Myles Turner Indiana Pacers
2016-17 Projected Stats (per game)
G Min Pts Reb Ast Stl Blk 3PM TO FG% FT%
73 26.9 12.5 6.5 0.9 0.5 1.6 0.1 1.3 50.3 74.3
Considered a relatively raw prospect after he was drafted 11th overall out of Texas, Turner surpassed expectations in his first NBA season, averaging 10.3 points, 5.5 rebounds and 1.4 blocks in 22.8 minutes per game for the Pacers. A fractured left thumb caused Turner to miss 21 of the Pacers’ first 30 games, but he quickly regained his bearings and played his way into the starting lineup by late January. Turner would go on to start half of his 60 total games, averaging 27.8 minutes per game as a starter, versus just 17.8 as a reserve. With Ian Mahinmi now in Washington, the center spot is clearly Turner’s for the taking, and a significant increase in minutes should be expected. The Pacers brought in Thaddeus Young and Al Jefferson over the summer, but Young will see the vast majority of his minutes at power forward, while the league as a whole has seemingly outgrown Jefferson’s plodding, back-to-the-basket style. Turner is on the short list of potential fantasy breakout players this season, and his potential will only rise if he develops into a more reliable catch-and-shoot threat in the mid-to-long range.

T.J. Warren Phoenix Suns
2016-17 Projected Stats (per game)
G Min Pts Reb Ast Stl Blk 3PM TO FG% FT%
73 25.2 12.0 3.3 1.0 0.8 0.3 0.6 0.7 50.6 74.8
Warren appeared to be in the midst of a minor breakout during his second season in the league, even putting pressure on P.J. Tucker for the starting small forward job. However, things fell apart for Warren in early February, when he was diagnosed with a broken foot that would sideline him for the rest of the season. In his 47 games, Warren was at least able to establish himself as the Suns’ top scoring source off the bench, averaging 11.0 points to go along with 3.1 rebounds, 0.9 assists and 0.8 steals in 22.8 minutes per game. Warren resumed running earlier in June and seems to be trending toward availability for training camp. While Tucker retains the top spot on the depth chart, he required back surgery in mid-September that will likely sideline him through the start of the season, creating an opportunity for Warren to claim a starting role if he proves in camp he’s recovered from the foot procedure. The Suns could also opt to roll a smaller starting lineup that would feature Devin Booker at small forward, but either way, Warren seems poised to grab significant minutes right away to begin his third NBA campaign with Tucker out of commission. He’ll likely see his playing time recede once Tucker returns, but if Warren distinguishes himsef early on, the Suns could certainly opt to keep him ahead of Tucker on the depth chart.

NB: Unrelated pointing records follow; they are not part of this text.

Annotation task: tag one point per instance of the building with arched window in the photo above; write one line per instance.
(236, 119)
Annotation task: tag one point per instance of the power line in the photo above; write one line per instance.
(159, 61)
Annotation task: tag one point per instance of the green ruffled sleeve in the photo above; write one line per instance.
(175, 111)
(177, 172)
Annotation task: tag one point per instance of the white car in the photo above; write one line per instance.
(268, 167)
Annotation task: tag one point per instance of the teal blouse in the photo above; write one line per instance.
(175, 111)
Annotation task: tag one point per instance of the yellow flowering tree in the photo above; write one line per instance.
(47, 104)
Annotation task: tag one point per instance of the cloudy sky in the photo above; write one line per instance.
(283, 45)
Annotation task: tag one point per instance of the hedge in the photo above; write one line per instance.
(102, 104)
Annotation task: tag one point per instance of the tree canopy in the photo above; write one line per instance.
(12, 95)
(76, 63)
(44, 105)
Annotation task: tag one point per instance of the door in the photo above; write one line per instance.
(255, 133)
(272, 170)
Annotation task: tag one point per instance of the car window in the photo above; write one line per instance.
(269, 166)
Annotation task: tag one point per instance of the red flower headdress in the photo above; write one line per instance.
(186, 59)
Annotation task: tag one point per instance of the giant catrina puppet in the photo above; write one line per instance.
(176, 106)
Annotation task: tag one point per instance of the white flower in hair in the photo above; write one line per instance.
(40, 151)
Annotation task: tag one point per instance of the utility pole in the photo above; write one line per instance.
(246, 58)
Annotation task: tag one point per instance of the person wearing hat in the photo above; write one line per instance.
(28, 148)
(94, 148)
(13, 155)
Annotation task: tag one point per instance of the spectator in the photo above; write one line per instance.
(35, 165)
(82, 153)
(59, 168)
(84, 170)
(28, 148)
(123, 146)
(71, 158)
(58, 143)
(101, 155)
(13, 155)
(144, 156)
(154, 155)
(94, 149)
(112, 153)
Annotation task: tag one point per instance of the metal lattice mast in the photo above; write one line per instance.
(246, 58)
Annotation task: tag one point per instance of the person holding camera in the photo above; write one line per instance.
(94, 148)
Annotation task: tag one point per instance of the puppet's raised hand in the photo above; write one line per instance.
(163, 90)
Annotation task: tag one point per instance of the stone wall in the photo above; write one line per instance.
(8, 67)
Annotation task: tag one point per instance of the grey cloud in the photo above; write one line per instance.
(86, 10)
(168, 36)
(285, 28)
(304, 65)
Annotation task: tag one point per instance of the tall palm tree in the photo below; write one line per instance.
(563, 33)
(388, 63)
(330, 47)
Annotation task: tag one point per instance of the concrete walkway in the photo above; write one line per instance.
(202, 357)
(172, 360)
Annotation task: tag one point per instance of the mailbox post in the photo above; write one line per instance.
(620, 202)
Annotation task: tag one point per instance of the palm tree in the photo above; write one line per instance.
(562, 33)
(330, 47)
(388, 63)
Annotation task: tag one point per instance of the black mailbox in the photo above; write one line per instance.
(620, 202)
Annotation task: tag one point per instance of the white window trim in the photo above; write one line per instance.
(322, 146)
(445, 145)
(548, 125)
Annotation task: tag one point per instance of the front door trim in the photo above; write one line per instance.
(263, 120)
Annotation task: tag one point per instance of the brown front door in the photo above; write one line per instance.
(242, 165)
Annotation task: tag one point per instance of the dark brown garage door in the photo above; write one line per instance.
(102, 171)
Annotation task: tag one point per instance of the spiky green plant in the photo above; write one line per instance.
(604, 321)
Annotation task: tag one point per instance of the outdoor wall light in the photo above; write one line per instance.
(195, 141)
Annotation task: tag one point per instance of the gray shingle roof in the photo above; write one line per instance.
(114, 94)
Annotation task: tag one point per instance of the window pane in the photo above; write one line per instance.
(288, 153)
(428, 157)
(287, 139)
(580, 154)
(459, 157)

Derrick Williams Miami Heat

2016-17 Projected Stats (per game)
G Min Pts Reb Ast Stl Blk 3PM TO FG% FT%
78 19.5 10.1 4.1 1.0 0.5 0.2 0.5 0.9 44.4 72.6

Justise Winslow Miami Heat
2016-17 Projected Stats (per game)
G Min Pts Reb Ast Stl Blk 3PM TO FG% FT%
80 31.6 8.1 5.9 1.8 1.2 0.5 0.5 1.5 43.1 68.1
Winslow was selected 10th overall by the Heat in the 2015 NBA Draft and immediately slid into a rotation role for one of the Eastern Conference’s better teams, averaging 28.6 minutes per game in 78 appearances. While the 20-year-old held his own on the defensive end, he didn’t make much of a splash from a fantasy standpoint, despite his big minutes load. Winslow contributed only 6.4 points (on 42.2% shooting from the field), 5.2 rebounds, 1.5 assists and 0.9 steals per game, with his numbers in the offensive categories in particular not inspiring a ton of confidence. The swingman didn’t shoot the ball much better in the summer league this past July, but given his youth, there’s plenty of reason for the Heat to believe he’ll improve in that regard over time. The organization certainly seems to be banking on him taking at least a small step forward offensively in Year 2, as the offseason departures of Dwyane Wade and Luol Deng along with the likelihood that blood clots will prevent Chris Bosh from ever playing for the team again will open up even more minutes and shot attempts for Winslow. His efficiency could plunge further a bit with the added volume, but Winslow should easily surpass his averages from his rookie season in most categories. He’s a good target for the later rounds of most drafts, but expecting a full-on breakout and selecting him much earlier than that may result in disappointment.